En la actualidad, se hace necesario que se produzca otra reiniciación del sistema, pero debido a las consecuencias sociales que esto arrastraría se ha intentado evitar por todos los medios, incluso comprometiendo a las arcas del Estado. Si esto surtirá efecto, o si no servirá simplemente para ganar unos años más hasta que llegue el colapso definitivo, es discutible. No obstante, opinamos que aunque la economía real se recupere y empiece a crecer de nuevo, es harto difícil que pueda generar los recursos suficientes, no sólo para equilibrar la balanza en entre ingresos y pagos (de intereses) de los bancos, sino también para a la vez reequilibrar las cuentas de los Estados. El ciudadano de a pie, en la mayoría de los casos, arrastra todavía un importante montante de deudas acumulado en épocas anteriores de consumo desenfrenado y tardará años en poder volver a la senda del endeudamiento. Por otro lado, muchos opinan que el mundo de la inversión ya no volverá a ser el mismo tampoco. Se esperan una batería de regulaciones que hagan más difícil las operaciones especulativas de alto riesgo.
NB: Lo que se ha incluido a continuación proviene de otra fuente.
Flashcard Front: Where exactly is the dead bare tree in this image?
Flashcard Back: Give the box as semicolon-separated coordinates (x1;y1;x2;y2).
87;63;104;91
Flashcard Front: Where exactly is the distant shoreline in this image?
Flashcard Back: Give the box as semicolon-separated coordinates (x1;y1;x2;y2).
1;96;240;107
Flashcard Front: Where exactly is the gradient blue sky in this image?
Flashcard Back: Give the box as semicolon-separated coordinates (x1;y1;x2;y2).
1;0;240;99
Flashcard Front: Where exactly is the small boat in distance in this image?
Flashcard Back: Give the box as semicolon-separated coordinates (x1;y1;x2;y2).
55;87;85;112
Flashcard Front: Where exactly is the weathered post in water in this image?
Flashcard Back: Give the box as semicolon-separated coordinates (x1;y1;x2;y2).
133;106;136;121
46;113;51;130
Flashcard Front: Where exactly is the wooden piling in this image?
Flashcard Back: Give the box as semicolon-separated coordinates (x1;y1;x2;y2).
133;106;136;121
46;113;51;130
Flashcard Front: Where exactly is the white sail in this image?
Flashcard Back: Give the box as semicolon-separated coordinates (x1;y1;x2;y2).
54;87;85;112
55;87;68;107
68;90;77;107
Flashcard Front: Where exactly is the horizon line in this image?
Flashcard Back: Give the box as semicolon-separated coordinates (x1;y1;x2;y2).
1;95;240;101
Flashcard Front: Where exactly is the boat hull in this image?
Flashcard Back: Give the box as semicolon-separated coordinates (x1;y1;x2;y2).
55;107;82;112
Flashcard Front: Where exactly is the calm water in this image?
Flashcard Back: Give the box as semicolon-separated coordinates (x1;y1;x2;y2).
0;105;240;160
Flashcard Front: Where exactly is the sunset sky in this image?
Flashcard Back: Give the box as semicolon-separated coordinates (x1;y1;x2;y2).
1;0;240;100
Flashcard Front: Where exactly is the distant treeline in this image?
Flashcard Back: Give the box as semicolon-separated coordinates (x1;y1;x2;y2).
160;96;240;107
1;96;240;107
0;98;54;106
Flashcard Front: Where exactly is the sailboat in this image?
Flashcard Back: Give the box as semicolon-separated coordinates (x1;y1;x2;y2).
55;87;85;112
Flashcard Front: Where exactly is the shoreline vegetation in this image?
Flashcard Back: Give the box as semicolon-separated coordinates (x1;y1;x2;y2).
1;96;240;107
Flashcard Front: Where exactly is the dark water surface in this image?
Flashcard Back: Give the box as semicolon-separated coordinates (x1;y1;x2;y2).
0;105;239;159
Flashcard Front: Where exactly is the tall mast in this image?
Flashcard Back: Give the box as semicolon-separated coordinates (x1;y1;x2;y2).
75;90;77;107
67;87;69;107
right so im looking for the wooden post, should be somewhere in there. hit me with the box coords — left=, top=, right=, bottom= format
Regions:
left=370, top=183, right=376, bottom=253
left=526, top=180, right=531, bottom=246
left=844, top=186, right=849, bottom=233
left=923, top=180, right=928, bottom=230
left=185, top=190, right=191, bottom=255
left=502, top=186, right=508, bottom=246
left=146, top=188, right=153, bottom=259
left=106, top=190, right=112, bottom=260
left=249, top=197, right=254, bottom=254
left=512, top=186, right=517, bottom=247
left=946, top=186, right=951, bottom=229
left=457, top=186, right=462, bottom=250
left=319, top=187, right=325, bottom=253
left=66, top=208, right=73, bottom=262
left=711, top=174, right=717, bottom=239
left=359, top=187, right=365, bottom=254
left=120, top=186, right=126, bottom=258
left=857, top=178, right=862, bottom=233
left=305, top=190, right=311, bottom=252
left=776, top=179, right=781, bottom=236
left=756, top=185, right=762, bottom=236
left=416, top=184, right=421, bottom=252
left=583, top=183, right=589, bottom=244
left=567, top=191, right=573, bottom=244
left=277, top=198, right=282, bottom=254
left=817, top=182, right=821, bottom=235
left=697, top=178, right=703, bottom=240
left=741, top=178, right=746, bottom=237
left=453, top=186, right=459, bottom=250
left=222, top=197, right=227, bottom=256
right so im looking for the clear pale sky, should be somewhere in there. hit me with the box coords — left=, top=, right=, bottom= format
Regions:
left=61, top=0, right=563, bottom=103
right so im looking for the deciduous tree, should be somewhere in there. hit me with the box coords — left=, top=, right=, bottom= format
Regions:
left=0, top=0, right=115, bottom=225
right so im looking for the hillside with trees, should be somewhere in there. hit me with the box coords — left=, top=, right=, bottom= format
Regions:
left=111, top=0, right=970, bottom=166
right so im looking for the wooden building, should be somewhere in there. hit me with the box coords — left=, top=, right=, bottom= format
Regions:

Con este panorama, algunos piensan que la solución consiste en la recuperación de capitales depositados en paraísos fiscales o centros financieros offshore. Esta idea sin embargo es engañosa porque, si bien sí puede aliviar las cuentas de los Estados desarrollados mediante la recuperación de dinero en impuestos, no solucionará el problema de liquidez de los bancos. Lo único que ocurriría es que se moverían capitales desde los bancos offshore a los onshore. Generalmente estas entidades pertenecen a los mismos grupos bancarios, por lo que no resolvería la situación de falta de liquidez de los bancos. Muy al contrario, al tener mayor cantidad de dinero onshore, pagarían mayores impuestos por sus beneficios que cuando operaban offshore, por lo que su situación se haría todavía más delicada.
¿Cuanto tiempo serán capaces los Estados y el tímido consumo incipiente de los ciudadanos a alimentar la incesante sangría de intereses que demandan los depósitos bancarios (de los que como hemos dicho en muchos casos el capital inicial depositado ya se gastó) antes de que el sistema vuelva a colapsar? Nadie lo sabe con certeza, pero parece claro que ese día llegará tarde o temprano y que colapsará con todas las de la ley. Y esto no lo provocará la crisis del sector inmobiliario, ni un estafador llamado Bernard Madoff, ni siquiera el dinero depositado en los paraísos fiscales; sino algo tan simple y a la vez crucial en nuestro sistema económico como lo es el pago de intereses. Esa pequeña ganancia que todos perseguimos y con la que nos intentamos enriquecer, pero que convierte nuestro próspero sistema capitalista en un enorme esquema de Ponzi, en el que todos prosperamos y seguimos metiendo dinero, hasta que algún día reviente.